Claret Medical said today that the FDA granted de novo clearance for its Sentinel device, which is designed to trap blood clots before they reach the brain during heart valve replacement procedures.
The Sentinel uses a pair of filters, 1 in the brachiocephalic artery another in the left common carotid artery, to trap debris released during transcatheter aortic valve replacement that could cause a cerebral embolism. Although the device met its primary safety endpoint in a pivotal study (major adverse cardiac and cerebrovascular events at 30 days), it missed the primary efficacy endpoint of reduction in median new lesion volume in protected territories. In February an FDA advisory panel recommended approval for Sentinel, despite the efficacy question.
Today Santa Rosa, Calif.-based Claret said it plans to “immediately” launch the device in “select” high-volume TAVR centers. Sentinel has an ICD code for reimbursement and the company said it’s working with the Centers for Medicare & Medicaid Services on winning a new technology add-on payment.

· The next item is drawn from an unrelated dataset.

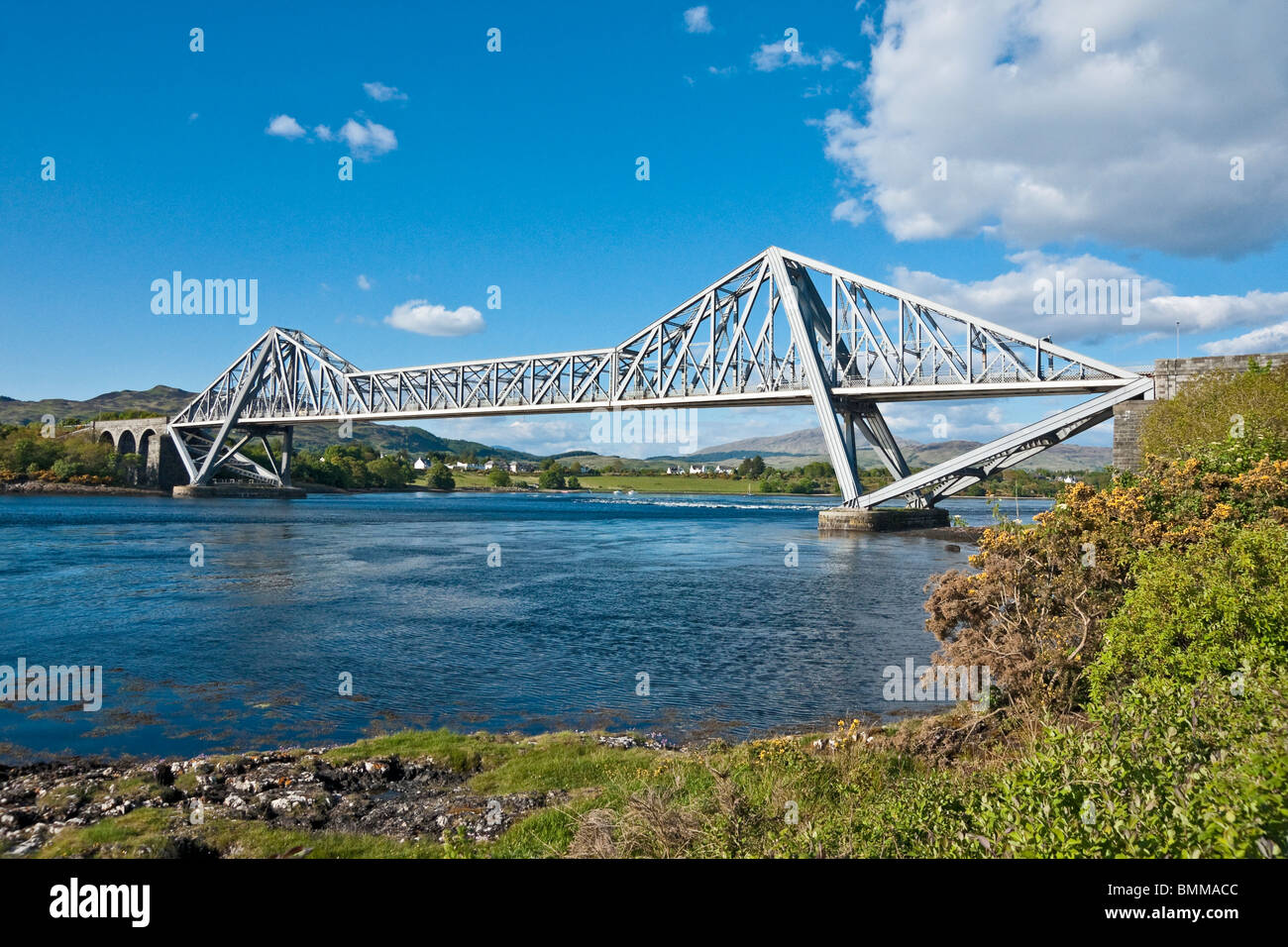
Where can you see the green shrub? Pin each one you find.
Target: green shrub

“The advent of ‘protected TAVR’ is here, and we believe that Sentinel will create a paradigm shift in how TAVR patients are treated in the U.S.,” president & CEO Azin Parhizgar said in prepared remarks. “The science behind the device has set a high bar for other embolic protection devices to meet and its safety record is indisputable. By helping to reduce the occurrence of peri-procedural strokes, we intend to provide patients and physicians with greater peace of mind as they approach a TAVR procedure.”
“Strokes are devastating – they are random and unpredictable, and they are 1 of the biggest fears of any TAVR patient and their treating physician. Anything we can do as clinicians to reduce the risk of brain injury is extremely meaningful,” added Sentinel trial clinical steering chairman Dr. Martin Leon of Columbia University Medical Center/New York-Presbyterian Hospital. “The 63% reduction in clinical strokes in the first 72 hours after TAVR, combined with the fact that 1 in 4 patients had an average of 25 particles of debris collected that were visible to the naked eye, is striking. The device was delivered safely, added minimal time to the procedure, and performed as intended with capture of embolic material and reduction in ischemic brain injury.”
Claret filed for FDA clearance in September 2016 for Sentinel, which won CE Mark approval in the European Union in 2013.